Also M7 has dual issue, i.e., can run two instructions in parallel if they do not depend on each other. And obviously, since NOP does nothing, it does not depend on anything around it, so NOP can always run in parallel with any other instruction, or another NOP.
I noticed this behavior when hand-adjusting timing-critical M7 assembly code: adding single NOP may or may not add delay of 1 CPU cycle, depending on what's going on around the NOP, but adding two NOPs back-to-back always did add at least one CPU cycle of delay.
Use ataradov's code. If you need super-small delay of just a single CPU cycle, then try NOP:
__asm__ __volatile__ ("nop");
Unless it's M7, this is very very likely to add one CPU cycle of delay.

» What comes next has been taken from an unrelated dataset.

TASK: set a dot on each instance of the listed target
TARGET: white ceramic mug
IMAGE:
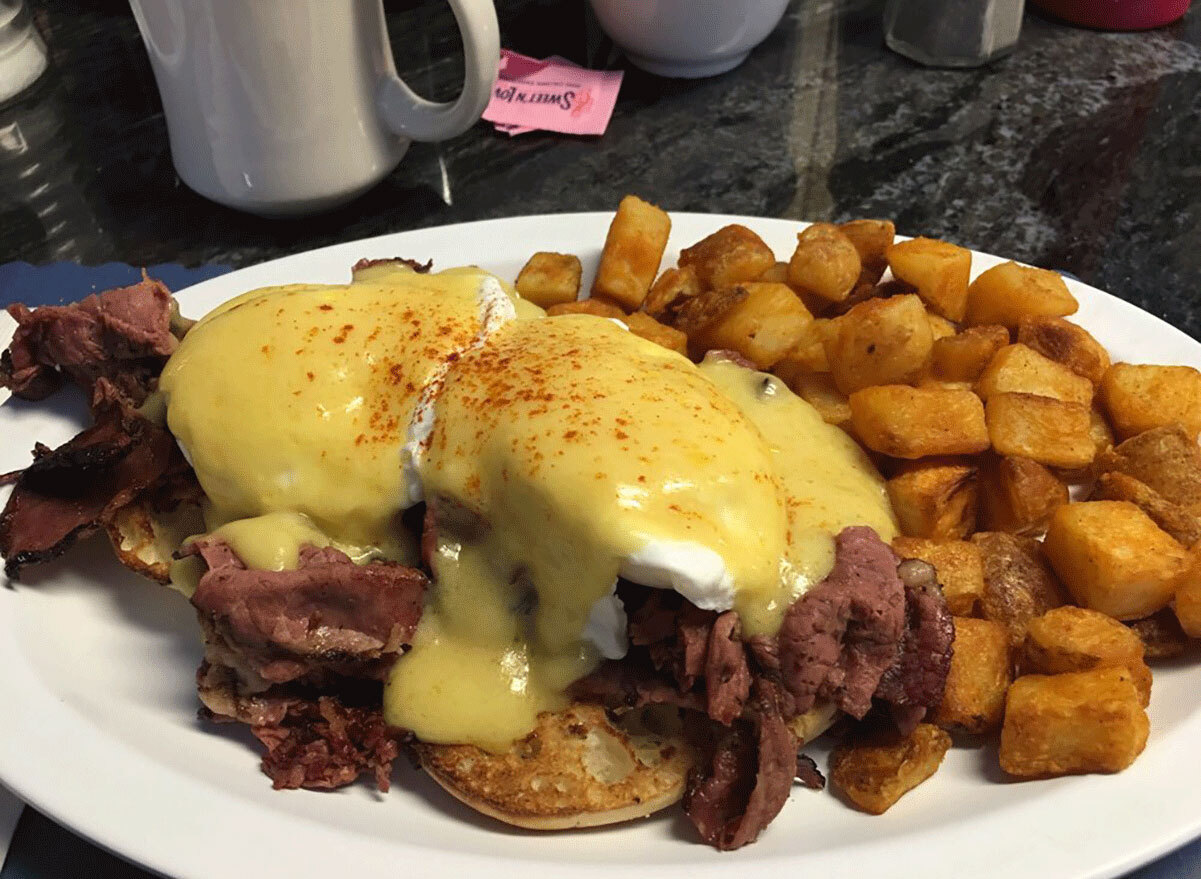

But indeed, what's the use case? If you, for example, want to add a tiny dead time between high and low side transistors, just writing as two separate IO operations already gives you longer delay than 1 CPU cycle (depending on the bus clock to the IO port). Typical would be like 2-5, with possibly a cycle or two of jitter. If this is not long enough, then I fail to see how adding just one cycle more would change anything, so just use ataradov's code even though it does have a minimum delay of 4 cycles, plus the function call overhead (a few cycles, don't remember offhand how many).
Also remember, as others have mentioned, higher end ARM CPUs can't access the flash at the CPU core frequency, meaning they pop more instructions at once, so that linear code can run at full CPU speed. This makes jumps possibly take longer time, as the CPU has to wait for the flash access.